Replace /dev/ad0 with your device.


----------



## gpw928 (Sep 12, 2011)

Hi,

Overwriting with /dev/urandom or /dev/zero would not satisfy the paranoid.

Googling "Gutmann method" will give you some background.  For the lazy, see:

scrub(1)

Cheers,

-- 
Phil


----------



## bes (Sep 12, 2011)

Times change  The recording density of magnetic storage devices in today's so great, and the coding scheme so complex that even once overwritten data is practically impossible to recover
Secure deletion: a single overwrite will do it :


> They concluded that, after a single overwrite of the data on a drive, whether it be an old 1-gigabyte disk or a current model (at the time of the study), the likelihood of still being able to reconstruct anything is practically zero. Well, OK, not quite: a single bit whose precise location is known can in fact be correctly reconstructed with 56 per cent probability (in one of the quoted examples). To recover a byte, however, correct head positioning would have to be precisely repeated eight times, and the probability of that is only 0.97 per cent. Recovering anything beyond a single byte is even less likely.
> 
> Nevertheless, that doesn't stop the vendors of data-wiping programs offering software that overwrites data up to 35 times, based on decades-old security standards that were developed for diskettes. Although this may give a data wiper the psychological satisfaction of having done a thorough job, it's a pure waste of time.
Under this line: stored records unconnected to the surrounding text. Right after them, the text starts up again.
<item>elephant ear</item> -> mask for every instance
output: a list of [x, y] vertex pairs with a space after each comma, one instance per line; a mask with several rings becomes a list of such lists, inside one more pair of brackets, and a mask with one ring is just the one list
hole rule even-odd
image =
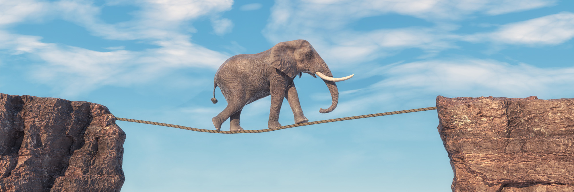
[[281, 42], [271, 49], [271, 65], [290, 77], [297, 75], [296, 48], [289, 42]]

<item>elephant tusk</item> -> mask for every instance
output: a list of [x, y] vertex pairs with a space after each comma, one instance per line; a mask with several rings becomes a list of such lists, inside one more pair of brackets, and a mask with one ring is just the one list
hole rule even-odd
[[319, 76], [319, 77], [321, 77], [321, 79], [324, 79], [324, 80], [327, 80], [327, 81], [344, 81], [344, 80], [346, 80], [347, 79], [351, 79], [351, 77], [352, 77], [353, 76], [355, 75], [350, 75], [350, 76], [348, 76], [344, 77], [329, 77], [329, 76], [327, 76], [326, 75], [324, 75], [323, 73], [321, 73], [321, 72], [317, 72], [316, 73], [315, 73], [315, 74], [317, 74], [317, 75]]

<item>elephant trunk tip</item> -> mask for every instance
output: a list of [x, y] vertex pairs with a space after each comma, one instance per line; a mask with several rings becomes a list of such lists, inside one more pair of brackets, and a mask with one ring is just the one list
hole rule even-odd
[[319, 112], [321, 113], [328, 113], [328, 112], [331, 112], [331, 111], [333, 111], [333, 110], [334, 110], [334, 109], [335, 109], [335, 107], [329, 107], [329, 108], [327, 108], [327, 109], [323, 109], [323, 108], [321, 108], [321, 110], [319, 110]]

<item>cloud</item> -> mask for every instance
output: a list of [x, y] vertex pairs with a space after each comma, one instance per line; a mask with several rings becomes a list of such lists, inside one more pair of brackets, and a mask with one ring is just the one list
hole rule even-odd
[[232, 1], [144, 1], [134, 4], [141, 8], [134, 13], [134, 19], [115, 24], [100, 19], [101, 7], [90, 2], [26, 0], [2, 3], [9, 6], [0, 7], [3, 13], [0, 15], [0, 29], [9, 29], [10, 24], [28, 21], [63, 19], [103, 38], [138, 40], [160, 46], [142, 51], [110, 47], [107, 49], [112, 51], [101, 52], [45, 43], [41, 37], [0, 30], [0, 49], [5, 53], [40, 60], [34, 62], [29, 77], [50, 85], [55, 92], [63, 96], [84, 93], [107, 85], [128, 86], [149, 82], [173, 75], [169, 74], [182, 69], [214, 70], [229, 57], [192, 44], [190, 36], [180, 31], [188, 25], [188, 21], [207, 16], [216, 18], [216, 33], [228, 32], [232, 23], [219, 18], [218, 14], [230, 10]]
[[494, 42], [510, 44], [563, 43], [574, 37], [574, 13], [562, 12], [505, 25], [486, 36]]
[[[296, 39], [309, 41], [329, 66], [336, 70], [351, 67], [350, 63], [364, 64], [410, 48], [423, 51], [418, 58], [429, 58], [443, 50], [458, 48], [456, 42], [460, 41], [497, 44], [525, 41], [563, 42], [572, 36], [569, 29], [571, 21], [565, 13], [543, 17], [536, 22], [503, 25], [499, 30], [487, 34], [455, 33], [460, 28], [456, 24], [458, 21], [476, 15], [520, 11], [554, 5], [556, 2], [554, 0], [280, 0], [272, 8], [269, 22], [263, 32], [274, 43]], [[350, 23], [361, 18], [392, 14], [422, 18], [435, 25], [369, 31], [354, 30], [349, 27]], [[545, 24], [548, 25], [540, 27]]]
[[[0, 26], [21, 22], [26, 19], [38, 19], [49, 4], [34, 0], [0, 0]], [[38, 14], [40, 13], [40, 14]]]
[[[542, 68], [524, 63], [465, 58], [397, 64], [374, 69], [372, 73], [382, 79], [363, 88], [341, 92], [341, 98], [354, 99], [340, 102], [332, 113], [361, 113], [397, 106], [425, 107], [424, 103], [428, 104], [437, 95], [523, 98], [536, 95], [550, 99], [574, 93], [564, 89], [574, 87], [574, 67]], [[393, 101], [397, 100], [408, 103]]]
[[249, 3], [242, 5], [239, 7], [239, 10], [244, 11], [254, 11], [261, 9], [263, 5], [261, 3]]

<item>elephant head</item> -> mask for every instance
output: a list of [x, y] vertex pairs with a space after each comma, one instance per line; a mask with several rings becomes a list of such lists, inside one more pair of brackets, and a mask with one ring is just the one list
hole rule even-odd
[[329, 88], [332, 103], [326, 109], [321, 108], [319, 112], [325, 113], [332, 111], [339, 102], [339, 91], [335, 81], [347, 80], [352, 75], [344, 77], [335, 78], [325, 61], [317, 53], [311, 44], [303, 40], [282, 42], [271, 48], [271, 65], [277, 70], [291, 78], [301, 73], [306, 73], [316, 77], [317, 75], [325, 81]]

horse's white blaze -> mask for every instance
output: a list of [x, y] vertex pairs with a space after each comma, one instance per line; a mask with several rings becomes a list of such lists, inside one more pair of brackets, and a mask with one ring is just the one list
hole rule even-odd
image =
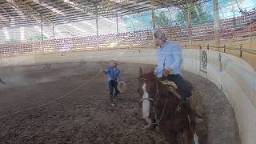
[[194, 134], [194, 144], [199, 144], [198, 137], [196, 133]]
[[[151, 124], [151, 120], [150, 119], [150, 102], [149, 98], [149, 94], [146, 90], [146, 84], [144, 82], [142, 85], [143, 90], [143, 96], [142, 96], [142, 114], [143, 118], [148, 122], [148, 124]], [[146, 99], [144, 99], [146, 98]]]

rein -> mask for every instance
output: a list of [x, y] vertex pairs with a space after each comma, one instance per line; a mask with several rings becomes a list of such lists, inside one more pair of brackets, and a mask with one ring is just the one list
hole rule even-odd
[[[156, 78], [149, 78], [149, 79], [146, 79], [146, 78], [140, 78], [140, 80], [142, 80], [143, 82], [152, 82], [152, 81], [156, 81], [156, 80], [157, 80], [157, 81], [159, 81], [158, 79], [156, 79]], [[153, 124], [153, 125], [159, 125], [159, 124], [160, 124], [160, 122], [162, 120], [162, 118], [163, 118], [163, 116], [164, 116], [164, 114], [165, 114], [165, 112], [166, 112], [166, 110], [167, 97], [165, 98], [164, 101], [162, 101], [162, 99], [161, 98], [161, 97], [160, 97], [160, 95], [159, 95], [158, 83], [158, 82], [156, 83], [155, 98], [158, 98], [159, 100], [160, 100], [160, 102], [161, 102], [161, 103], [162, 103], [162, 105], [164, 105], [163, 109], [162, 110], [162, 113], [161, 113], [161, 115], [160, 115], [160, 118], [158, 118], [157, 111], [156, 111], [156, 110], [155, 110], [155, 106], [153, 105], [153, 113], [154, 114], [154, 118], [155, 118], [155, 120], [156, 120], [156, 122], [152, 123], [152, 124]], [[145, 101], [145, 100], [147, 100], [147, 101], [150, 101], [150, 101], [155, 101], [155, 99], [149, 98], [142, 98], [142, 99], [141, 99], [141, 102], [142, 102]], [[181, 109], [182, 109], [182, 103], [183, 103], [183, 102], [182, 102], [182, 101], [180, 101], [180, 102], [177, 104], [176, 108], [175, 108], [175, 110], [174, 110], [174, 112], [173, 112], [173, 114], [174, 114], [174, 115], [177, 115], [177, 114], [180, 112], [180, 110], [181, 110]]]

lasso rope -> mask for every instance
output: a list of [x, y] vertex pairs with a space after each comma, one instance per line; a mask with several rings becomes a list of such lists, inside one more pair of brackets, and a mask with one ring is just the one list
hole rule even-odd
[[[101, 72], [98, 73], [94, 78], [97, 78], [98, 76], [99, 76], [100, 74], [101, 74]], [[57, 100], [59, 100], [59, 99], [63, 98], [64, 97], [66, 97], [67, 95], [70, 95], [71, 93], [76, 91], [77, 90], [78, 90], [79, 88], [83, 86], [85, 84], [90, 82], [91, 80], [93, 80], [93, 78], [89, 79], [88, 81], [80, 84], [76, 88], [74, 88], [72, 90], [66, 93], [65, 94], [63, 94], [62, 96], [59, 96], [57, 98], [55, 98], [55, 99], [54, 99], [52, 101], [50, 101], [50, 102], [46, 102], [46, 103], [44, 103], [44, 104], [42, 104], [42, 105], [39, 105], [39, 106], [33, 106], [33, 107], [30, 107], [30, 108], [26, 108], [26, 109], [24, 109], [24, 110], [18, 110], [18, 111], [16, 111], [16, 112], [14, 112], [14, 113], [10, 113], [10, 114], [6, 114], [6, 115], [2, 115], [2, 116], [0, 117], [0, 120], [4, 118], [6, 118], [6, 117], [8, 117], [8, 116], [10, 116], [10, 115], [14, 115], [14, 114], [18, 114], [18, 113], [21, 113], [21, 112], [24, 112], [24, 111], [27, 111], [27, 110], [33, 110], [33, 109], [35, 109], [35, 108], [42, 107], [42, 106], [50, 105], [51, 103], [56, 102]]]

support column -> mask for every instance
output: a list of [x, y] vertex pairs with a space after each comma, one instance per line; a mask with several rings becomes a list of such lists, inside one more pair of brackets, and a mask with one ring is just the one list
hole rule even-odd
[[97, 36], [97, 48], [99, 49], [99, 41], [98, 41], [98, 5], [95, 5], [96, 10], [96, 36]]
[[187, 28], [189, 30], [190, 34], [190, 44], [192, 45], [192, 14], [191, 14], [191, 6], [192, 2], [189, 1], [189, 4], [187, 6]]
[[214, 37], [216, 45], [220, 44], [220, 24], [218, 18], [218, 0], [214, 0]]
[[119, 30], [118, 30], [118, 14], [116, 15], [116, 22], [117, 22], [117, 34], [119, 34]]
[[42, 51], [45, 52], [45, 48], [43, 46], [43, 34], [42, 34], [42, 22], [41, 22], [41, 46]]
[[154, 46], [154, 33], [155, 32], [155, 16], [154, 16], [154, 2], [151, 1], [151, 15], [152, 15], [152, 26], [153, 26], [153, 30], [152, 30], [152, 36], [153, 36], [153, 42], [152, 44]]

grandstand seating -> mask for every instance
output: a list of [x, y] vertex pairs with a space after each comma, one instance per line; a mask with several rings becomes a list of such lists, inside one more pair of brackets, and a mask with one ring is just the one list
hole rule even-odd
[[[237, 39], [256, 35], [256, 13], [220, 21], [221, 40]], [[213, 22], [184, 28], [180, 26], [162, 28], [170, 41], [187, 42], [214, 39]], [[152, 43], [151, 30], [86, 37], [47, 39], [43, 42], [6, 42], [0, 44], [0, 54], [12, 55], [31, 52], [52, 52], [105, 49], [113, 46], [145, 46]]]

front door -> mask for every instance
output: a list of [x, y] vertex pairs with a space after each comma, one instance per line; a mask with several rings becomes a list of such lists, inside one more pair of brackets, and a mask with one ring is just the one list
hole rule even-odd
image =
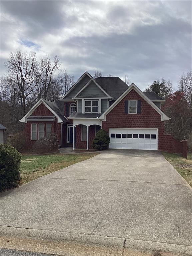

Lecture Notes in Computer Science series (Craig Wright, Dave Kleiman, Shyaam Sundhar R. S.: Overwriting Hard Drive Data: The Great Wiping Controversy


----------



## fwaggle (Sep 12, 2011)

gpw928 said:
			
		

> Overwriting with /dev/urandom or /dev/zero would not satisfy the paranoid.



Honestly if you're that paranoid though, you should be mechanically or chemically destroying the hard drives, so there's no mistaking that the data is gone.


----------



## DutchDaemon (Sep 12, 2011)

There is a difference between _wiping_ and _wiping out_, though.. I'm assuming OP has some hope of re-using the disk.


----------



## kpedersen (Sep 12, 2011)

I tend to use dban (http://www.dban.org/) to easily wipe disks in a simple non platform specific way.

... and then smash it with a novelty sized mallet!


----------